That got a little weird, and there's a conspicuous unwrap() there: in fact, this is expected, because if we ever try to convert, say, a NaN value, or a value larger than isize::MAX, we'll have a real un-handleable error that needs to propagate to prevent the method from returning a genuinely incorrect result.

Rectilinear grid

For a rectilinear grid, we have an uneven spacing of grid cells on each axis. This means that in general, we're not sure exactly where a given observation point lands in the grid until we check it against the grid values.

If we don't know anything about the location of the observation point other than that it's more likely to be inside the grid than outside, then a bisection search is the theoretical optimum for finding the grid index.

The Rust core library implements an excellent binary search, which we can use via the slice::partition_point() interface.

let uloc = grid.partition_point(|v| *v < x);

In practice, the simplicity gets engineered out of it to handle extrapolation in a similar way to what happened with the regular grid method, but that's the core of the idea.

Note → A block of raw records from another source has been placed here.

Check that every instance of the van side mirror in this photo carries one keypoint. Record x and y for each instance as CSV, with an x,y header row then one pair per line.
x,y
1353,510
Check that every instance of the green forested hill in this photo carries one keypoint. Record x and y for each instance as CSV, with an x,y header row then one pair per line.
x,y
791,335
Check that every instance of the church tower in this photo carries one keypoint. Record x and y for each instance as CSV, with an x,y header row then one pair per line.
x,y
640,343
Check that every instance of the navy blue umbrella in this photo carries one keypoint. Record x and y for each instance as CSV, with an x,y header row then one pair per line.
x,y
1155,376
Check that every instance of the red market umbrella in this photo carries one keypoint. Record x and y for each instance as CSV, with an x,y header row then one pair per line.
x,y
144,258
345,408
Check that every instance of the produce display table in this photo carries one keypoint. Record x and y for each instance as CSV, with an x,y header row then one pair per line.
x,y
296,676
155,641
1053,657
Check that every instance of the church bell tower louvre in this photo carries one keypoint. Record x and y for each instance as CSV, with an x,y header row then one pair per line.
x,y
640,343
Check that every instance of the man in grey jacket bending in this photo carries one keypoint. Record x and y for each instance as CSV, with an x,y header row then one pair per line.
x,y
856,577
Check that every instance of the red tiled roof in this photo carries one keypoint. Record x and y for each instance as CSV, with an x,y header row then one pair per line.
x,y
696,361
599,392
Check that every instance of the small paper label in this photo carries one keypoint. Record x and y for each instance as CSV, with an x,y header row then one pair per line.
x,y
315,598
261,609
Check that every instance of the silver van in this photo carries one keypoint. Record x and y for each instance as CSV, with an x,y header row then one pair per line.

Bagging the memory scaling

The improved memory scaling of the geometric method only holds if we can visit the vertices of a given grid cell one by one, accumulating the contribution of each one before moving to the next. The value accumulated from each vertex doesn't depend on the others, so it works out in terms of the flow of information - but there are 2^ndims vertices to visit.

The usual solution for visiting all of them would be something like itertools' multi_cartesian_product - but this requires the standard library, and in order to actually access all of the indices at once, we'd still end up actualizing all 2^ndims vertices at once, breaking the O(ndims) memory scaling.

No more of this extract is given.